We started with a general acceptance of management and drain oil monitoring as a minimum requirement for large 2-stroke marine cylinder oils in order to facilitate some asset specific local intelligence on which to fine tune the daily optimisation, which was expected, but at either ends of the rostrum confusion was loaded in to the breach and fired into the unexpectant crowd.

Put simply, forget what you think you know about the right way to select and manage your CLO and start again.

1/The Market lead approach –

TOTAL Talusia (SAE 50 , 57 BN)-

They say – In short – fit and forget! New chemistry, better deployment of neutralisation equates to less ash forming materials, meaning that the oil can be used on fuels from 0.5 – 4% Sulphur. Meaning – if you sail in or out of ECA simply trim your feed rate according to the engine manufacturers guidance regarding fuel Sulphur content. End of!

or maybe not!

2/An alternative perspective.

Castrol Marine have been talking to the refineries and fuel blenders and have a compelling alternative story.
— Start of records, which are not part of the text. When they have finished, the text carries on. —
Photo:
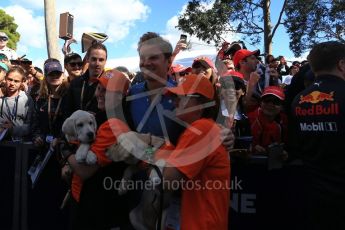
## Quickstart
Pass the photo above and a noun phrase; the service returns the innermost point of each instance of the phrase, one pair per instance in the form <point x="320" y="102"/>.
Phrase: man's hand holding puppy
<point x="132" y="144"/>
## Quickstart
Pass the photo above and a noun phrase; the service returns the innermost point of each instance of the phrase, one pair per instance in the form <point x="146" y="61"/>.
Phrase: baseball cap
<point x="205" y="61"/>
<point x="52" y="66"/>
<point x="242" y="54"/>
<point x="114" y="81"/>
<point x="193" y="84"/>
<point x="3" y="34"/>
<point x="233" y="74"/>
<point x="178" y="68"/>
<point x="4" y="66"/>
<point x="275" y="91"/>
Refiners have not developed additional capacity for low sulphur fuels nor have they changed the process so they still produce the same range of fuels now as they always have.

Due to the way HFO is refined(!), bought, blended and sold, the current average sulphur content for any given bunker is normally in the region of 2- 2.5%. However as you can now only legally purchase fuel up to 3.5% following the MARPOL  3.5% Sulphur cap, fuel with naturally high sulphur content has had to be blended with lower sulphur fuels to meet the specifications and retain a commercial business.  This has the counter intuitive effect of actually maintaining the “total Sulphur”in marine fuel exactly where it was before the reduction came into force, but raising the average sulphur content in deliveries from 2.5 – 3.0 to 3.0 – 3.5%!

ERGO NO IMPROVEMENT IN TOTAL SOX EMISSION LEVELS BUT MORE CORROSION PROTECTION REQUIRED!

Castrol Marine are of the belief that the solution is to actually select a higher 80BN product such as their CYTECH 80 – that can handle higher general sulphur fuels and with slow steaming where cold corrosion is a problem or for short excursions in to ECA, trimming feed rate and speed accordingly will also achieve the desired results.

Guidance

As always the guidance remains – Understand and describe your operational requirements for each ship to your contracted oil supplier and let them advise you accordingly.

For complete control perform regular independent  drain oil analysis ensuring that the data is corrected for dilution effects and then use the results to add a feed back loop in the optimisation process.